Persuasion?
Blasphemy! Stay behind after class, Mark, and write 100 times on the blackboard:
I will not disrespect Mr Darcy. I will not disrespect Mr Darcy
So, of all the Jane Austen novels, why is this one my favourite?
Well, why not? Pride and Prejudice took top place for “Best Austen” in a recent Bodleian Library poll on Twitter. But it was not a walkover. Persuasion was just a few votes behind.
Perhaps it’s the loyalty of Captain Wentworth, his unrelenting love for Anne Elliot that survives her initial rejection, the intervening years and, presumably, no shortage of willing substitutes.
Perhaps it’s the reward for the underdog. Poor Anne. Always there for others, uncomplaining, reluctant to seek the limelight.
I have no Austen hero to identify with (someone once compared me with Northanger Abbey’s Henry Tilney, but I know nothing of muslin). But if it’s possible for a man to identify with an Austen heroine, then I can identify with Anne Elliot. The mediator. Always willing to quietly join the back of the queue.
Maybe, though, it’s the setting. I grew up near Bath so the final chapters of Persuasion are a little piece of home echoed in text. The city always had a little mystique about it. We rarely visited, almost as if it was too good for the likes of us.

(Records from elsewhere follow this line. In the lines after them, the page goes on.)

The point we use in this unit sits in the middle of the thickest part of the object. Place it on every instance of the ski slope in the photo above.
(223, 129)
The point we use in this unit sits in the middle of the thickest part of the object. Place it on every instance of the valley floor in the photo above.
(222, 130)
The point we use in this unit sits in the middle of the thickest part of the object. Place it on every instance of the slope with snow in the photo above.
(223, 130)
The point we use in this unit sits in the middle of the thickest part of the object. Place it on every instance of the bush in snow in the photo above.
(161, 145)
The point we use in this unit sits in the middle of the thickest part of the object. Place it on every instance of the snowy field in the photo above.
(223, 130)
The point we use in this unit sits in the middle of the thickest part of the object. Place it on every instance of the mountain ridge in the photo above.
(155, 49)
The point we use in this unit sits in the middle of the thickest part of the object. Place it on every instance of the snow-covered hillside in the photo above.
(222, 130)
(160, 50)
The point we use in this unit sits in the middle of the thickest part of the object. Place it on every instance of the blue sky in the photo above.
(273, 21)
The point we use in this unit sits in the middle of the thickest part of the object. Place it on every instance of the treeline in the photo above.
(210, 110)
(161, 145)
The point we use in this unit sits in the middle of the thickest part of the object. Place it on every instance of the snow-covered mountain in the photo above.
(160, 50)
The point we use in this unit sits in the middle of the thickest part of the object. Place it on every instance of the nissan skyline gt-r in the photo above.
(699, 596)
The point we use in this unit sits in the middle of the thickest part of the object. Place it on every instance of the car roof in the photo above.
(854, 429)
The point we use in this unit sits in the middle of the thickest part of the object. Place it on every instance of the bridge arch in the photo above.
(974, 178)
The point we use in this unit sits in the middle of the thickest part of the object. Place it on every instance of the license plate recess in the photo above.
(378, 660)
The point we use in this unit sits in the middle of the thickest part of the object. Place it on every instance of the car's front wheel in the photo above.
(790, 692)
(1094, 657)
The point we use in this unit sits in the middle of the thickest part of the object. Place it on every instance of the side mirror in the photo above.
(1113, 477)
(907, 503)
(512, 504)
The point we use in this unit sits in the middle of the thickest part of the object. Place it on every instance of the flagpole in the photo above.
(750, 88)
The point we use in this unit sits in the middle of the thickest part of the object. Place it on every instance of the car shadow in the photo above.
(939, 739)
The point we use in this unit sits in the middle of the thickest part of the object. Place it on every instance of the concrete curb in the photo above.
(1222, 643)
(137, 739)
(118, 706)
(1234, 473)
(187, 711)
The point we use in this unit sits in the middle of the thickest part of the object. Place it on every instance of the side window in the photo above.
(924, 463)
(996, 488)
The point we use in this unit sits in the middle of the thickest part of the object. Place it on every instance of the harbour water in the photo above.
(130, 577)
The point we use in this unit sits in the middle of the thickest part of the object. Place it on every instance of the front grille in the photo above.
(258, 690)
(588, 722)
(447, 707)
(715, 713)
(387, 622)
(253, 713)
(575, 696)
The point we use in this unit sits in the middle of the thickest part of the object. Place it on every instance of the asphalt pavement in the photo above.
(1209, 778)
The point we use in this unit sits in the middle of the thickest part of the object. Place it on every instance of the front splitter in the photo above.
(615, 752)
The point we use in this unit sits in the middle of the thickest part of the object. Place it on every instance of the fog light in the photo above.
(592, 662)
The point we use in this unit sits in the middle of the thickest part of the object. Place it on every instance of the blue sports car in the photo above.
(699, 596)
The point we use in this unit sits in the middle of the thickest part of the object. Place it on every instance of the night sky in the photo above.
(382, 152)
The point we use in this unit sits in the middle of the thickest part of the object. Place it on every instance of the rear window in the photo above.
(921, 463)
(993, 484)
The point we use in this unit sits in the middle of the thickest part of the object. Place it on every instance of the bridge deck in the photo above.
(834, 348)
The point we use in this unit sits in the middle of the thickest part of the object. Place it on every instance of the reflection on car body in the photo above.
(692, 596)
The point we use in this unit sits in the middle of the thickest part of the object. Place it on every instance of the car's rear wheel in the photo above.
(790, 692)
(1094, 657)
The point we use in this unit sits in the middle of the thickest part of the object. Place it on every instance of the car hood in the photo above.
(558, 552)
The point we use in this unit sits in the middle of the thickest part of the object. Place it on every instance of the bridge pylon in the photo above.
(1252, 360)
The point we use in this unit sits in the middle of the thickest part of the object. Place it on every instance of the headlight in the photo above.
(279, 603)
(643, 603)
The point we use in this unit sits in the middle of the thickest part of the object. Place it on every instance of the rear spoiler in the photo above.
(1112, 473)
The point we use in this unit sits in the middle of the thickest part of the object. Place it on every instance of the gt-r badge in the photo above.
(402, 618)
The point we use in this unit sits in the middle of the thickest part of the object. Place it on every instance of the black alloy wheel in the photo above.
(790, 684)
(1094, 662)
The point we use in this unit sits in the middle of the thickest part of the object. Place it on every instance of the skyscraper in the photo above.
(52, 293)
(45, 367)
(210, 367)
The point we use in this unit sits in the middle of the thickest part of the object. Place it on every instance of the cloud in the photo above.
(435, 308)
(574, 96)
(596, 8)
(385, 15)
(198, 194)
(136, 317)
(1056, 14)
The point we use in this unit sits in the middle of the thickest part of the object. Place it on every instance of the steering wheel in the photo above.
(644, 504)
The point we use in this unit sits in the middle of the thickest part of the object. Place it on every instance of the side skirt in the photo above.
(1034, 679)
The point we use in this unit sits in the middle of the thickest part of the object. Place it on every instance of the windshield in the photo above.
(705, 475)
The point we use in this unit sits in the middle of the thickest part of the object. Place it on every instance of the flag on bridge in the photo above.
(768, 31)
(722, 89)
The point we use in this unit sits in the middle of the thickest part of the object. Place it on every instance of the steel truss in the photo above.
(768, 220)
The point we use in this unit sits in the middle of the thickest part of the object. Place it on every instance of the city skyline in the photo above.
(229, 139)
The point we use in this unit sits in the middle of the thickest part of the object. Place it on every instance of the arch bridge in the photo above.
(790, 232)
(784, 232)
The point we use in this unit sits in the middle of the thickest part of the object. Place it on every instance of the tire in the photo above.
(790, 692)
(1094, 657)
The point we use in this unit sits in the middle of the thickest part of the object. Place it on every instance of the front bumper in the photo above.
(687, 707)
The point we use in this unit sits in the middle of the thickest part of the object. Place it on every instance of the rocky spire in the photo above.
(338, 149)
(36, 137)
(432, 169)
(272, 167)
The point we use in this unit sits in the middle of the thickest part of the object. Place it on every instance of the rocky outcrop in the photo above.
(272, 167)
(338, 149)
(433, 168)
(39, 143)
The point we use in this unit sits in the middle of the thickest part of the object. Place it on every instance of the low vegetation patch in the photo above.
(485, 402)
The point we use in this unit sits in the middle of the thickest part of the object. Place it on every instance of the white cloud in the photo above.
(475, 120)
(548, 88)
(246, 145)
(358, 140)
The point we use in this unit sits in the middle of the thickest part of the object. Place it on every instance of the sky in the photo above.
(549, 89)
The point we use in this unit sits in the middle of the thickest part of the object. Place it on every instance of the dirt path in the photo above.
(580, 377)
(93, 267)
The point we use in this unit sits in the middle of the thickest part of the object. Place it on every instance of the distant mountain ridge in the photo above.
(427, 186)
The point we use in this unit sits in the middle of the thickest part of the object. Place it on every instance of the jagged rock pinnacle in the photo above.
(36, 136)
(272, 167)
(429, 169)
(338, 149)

Or maybe it’s the scene where Anne berates Captain Harville for doubting the constancy of women. She points out that books are not the most reliable reference source, given they are mainly written by men:
A subtle nod to feminism around 100 years before the Representation of the People Act 1918 that first gave (many) women the vote in the UK.
But I think it’s probably the one line from the beginning of Captain Wentworth’s letter in that very same passage:
“I am half agony, half hope” – six words that perfectly capture that moment when you declare your love, not knowing if it will be returned.
It was the same feeling I had offering similar sentiments to my (future) wife.
Hope prevailed, though the effect was spoiled a little by me declaring myself in German and getting the grammar wrong. Ah well, love is rarely perfect.